Pretrained LLMs are generalists. Fine-tuning makes them specialists. Adapt to your domain, your style, your task.
When prompting isn’t enough.
When to fine-tune
Fine-tune when:
- Specific output format needed consistently
- Domain-specific knowledge required
- Particular style or tone
- Better than prompting for your use case
Don’t fine-tune when:
- Few examples available (try few-shot)
- Task is simple (prompting works)
- Data is sensitive (can leak in weights)
Watch weight updates: Fine-Tuning Animation
Full fine-tuning
Update all parameters on your data.
from transformers import Trainer, TrainingArguments
training_args = TrainingArguments(
output_dir="./results",
num_train_epochs=3,
per_device_train_batch_size=4,
learning_rate=2e-5,
weight_decay=0.01,
)
trainer = Trainer(
model=model,
args=training_args,
train_dataset=train_dataset,
)
trainer.train()
Pros: Maximum adaptation Cons: Expensive, needs full model storage per task
LoRA (Low-Rank Adaptation)
Instead of updating all weights, add small trainable matrices.
$$W’ = W + \Delta W = W + BA$$
Where B and A are low-rank (r « hidden_size).
from peft import LoraConfig, get_peft_model
config = LoraConfig(
r=16, # rank
lora_alpha=32, # scaling
target_modules=["q_proj", "v_proj"],
lora_dropout=0.05,
)
model = get_peft_model(model, config)
# Now only ~1% of parameters trainable
Pros: Efficient, multiple adapters per base model Cons: Slightly less expressive than full
QLoRA
Quantized LoRA. Base model in 4-bit, adapters in fp16.
from transformers import BitsAndBytesConfig
bnb_config = BitsAndBytesConfig(
load_in_4bit=True,
bnb_4bit_quant_type="nf4",
bnb_4bit_compute_dtype=torch.bfloat16,
)
model = AutoModelForCausalLM.from_pretrained(
"llama-7b",
quantization_config=bnb_config
)
Fine-tune 7B model on single GPU!
Dataset preparation
Format: instruction + response pairs (or conversations)
{"instruction": "Summarize:", "input": "Long article...", "output": "Summary..."}
{"instruction": "Translate to French:", "input": "Hello", "output": "Bonjour"}
Quality > quantity. 1000 high-quality examples often enough.
Training tips
Learning rate: Much lower than pretraining (1e-5 to 5e-5)
Epochs: Few (1-5). More risks overfitting.
Batch size: As large as fits in memory (gradient accumulation helps)
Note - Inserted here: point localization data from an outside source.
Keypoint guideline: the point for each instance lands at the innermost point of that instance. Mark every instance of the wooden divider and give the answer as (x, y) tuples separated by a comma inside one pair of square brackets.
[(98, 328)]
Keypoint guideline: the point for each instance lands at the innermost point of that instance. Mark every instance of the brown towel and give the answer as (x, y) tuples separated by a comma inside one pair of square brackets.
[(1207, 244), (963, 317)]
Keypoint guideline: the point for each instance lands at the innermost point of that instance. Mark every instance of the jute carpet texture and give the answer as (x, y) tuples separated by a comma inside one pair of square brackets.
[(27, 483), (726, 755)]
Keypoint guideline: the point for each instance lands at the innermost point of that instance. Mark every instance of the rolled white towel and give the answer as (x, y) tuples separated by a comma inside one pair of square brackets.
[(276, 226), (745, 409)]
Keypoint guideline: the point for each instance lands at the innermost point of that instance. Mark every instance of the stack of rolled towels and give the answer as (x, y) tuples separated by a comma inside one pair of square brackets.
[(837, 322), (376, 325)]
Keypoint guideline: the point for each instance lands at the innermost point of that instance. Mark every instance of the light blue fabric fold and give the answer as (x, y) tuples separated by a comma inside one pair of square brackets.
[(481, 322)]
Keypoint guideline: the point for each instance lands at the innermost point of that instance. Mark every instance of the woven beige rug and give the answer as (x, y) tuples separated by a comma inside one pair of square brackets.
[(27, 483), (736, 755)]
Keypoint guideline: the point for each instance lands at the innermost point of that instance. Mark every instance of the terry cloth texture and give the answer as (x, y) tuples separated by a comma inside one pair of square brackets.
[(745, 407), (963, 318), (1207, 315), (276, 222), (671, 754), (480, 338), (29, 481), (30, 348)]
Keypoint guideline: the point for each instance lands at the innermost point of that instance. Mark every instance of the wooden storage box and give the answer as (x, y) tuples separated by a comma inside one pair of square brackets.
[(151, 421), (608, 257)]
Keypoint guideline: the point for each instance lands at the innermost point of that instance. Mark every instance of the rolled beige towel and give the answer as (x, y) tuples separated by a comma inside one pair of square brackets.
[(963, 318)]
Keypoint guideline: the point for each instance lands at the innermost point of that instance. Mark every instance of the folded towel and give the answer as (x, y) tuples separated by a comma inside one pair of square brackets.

Warmup: Start learning rate low, ramp up
Regularization: Weight decay, dropout
Catastrophic forgetting
Fine-tuning too much: model forgets pretraining.
Solutions:
- Early stopping
- Lower learning rate
- Mix in pretraining data
- Use LoRA (original weights frozen)
Evaluation
- Perplexity: On held-out data
- Task metrics: Accuracy, F1, etc.
- Human eval: Does it actually work for your use case?
Don’t trust loss alone. Evaluate on real examples.